Many of the mermaids purchase their tails but create their own shell bikini tops for a more hands-on approach. Crafting is a big part of the mermaid lifestyle and allows merfolk bonding time with one another.
The process of making a top begins by applying a thick acrylic paint to the lion's-paw shells. Next, iridescent faux gemstones are affixed with an adhesive. In the final stages, a waterproof sealant is applied and then a decorative strap using fishnets, imitation pearls or flowers to keep the top in place.
Sinead Atkinson, 26, of Hauppauge, is a substitute teacher and a member of the Long Island pod. Her elaborate, 26-pound tail is a silicone and neoprene hybrid with iridescent, multicolored resin scales that she bought used for $950 (it would have cost $1,500 if purchased new).
Like many of her fellow mermaids, Atkinson, she was a student at SUNY New Paltz when she discovered a video of someone making a mermaid tail out of spandex _ has a background in theater and costume design.

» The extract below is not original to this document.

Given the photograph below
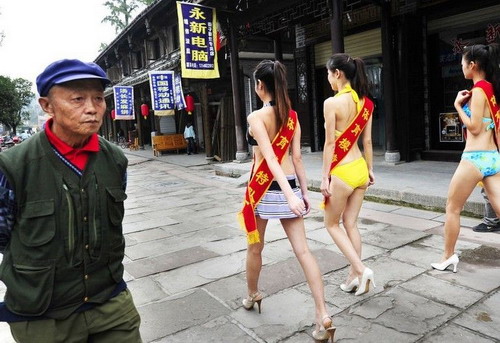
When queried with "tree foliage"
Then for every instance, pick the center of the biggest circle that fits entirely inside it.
(15, 95)
(120, 12)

"I've always had a childhood connection with mermaids and water," said Atkinson, whose alter ego is Mermaid Mist and whose younger sister, Mairead (aka Mermaid Caylis), 23, is also a member of the pod. "This is my way of reconnecting with that."
For Hannah Palmer, 31, who last year moved from Aurora, Colorado, to Hicksville, with a stop in Florida, camaraderie and her new pod family are everything. She said she applied dozens of times to be a princess at Disney World in Orlando, Florida, before she "finned-up" last year for her first mermaid swim at a birthday party for a 1-year-old.
"I got in the water and was like, 'Oh, this is where I have always been meant to be,' " said Palmer, who is known as Mermaid Meara.
Members of the pod said relatives, friends and co-workers have been supportive of their mermaid personas.
"I've always been a creative person, being into theater and costuming and mermaid lore as a kid, so when I took that first leap, people were very happy for me," Atkinson said. "There is still an element of surprise when I tell people what I do. The reaction is usually somewhere along the lines of, 'You do what, and get paid for it?' But a lot of people think it's cool."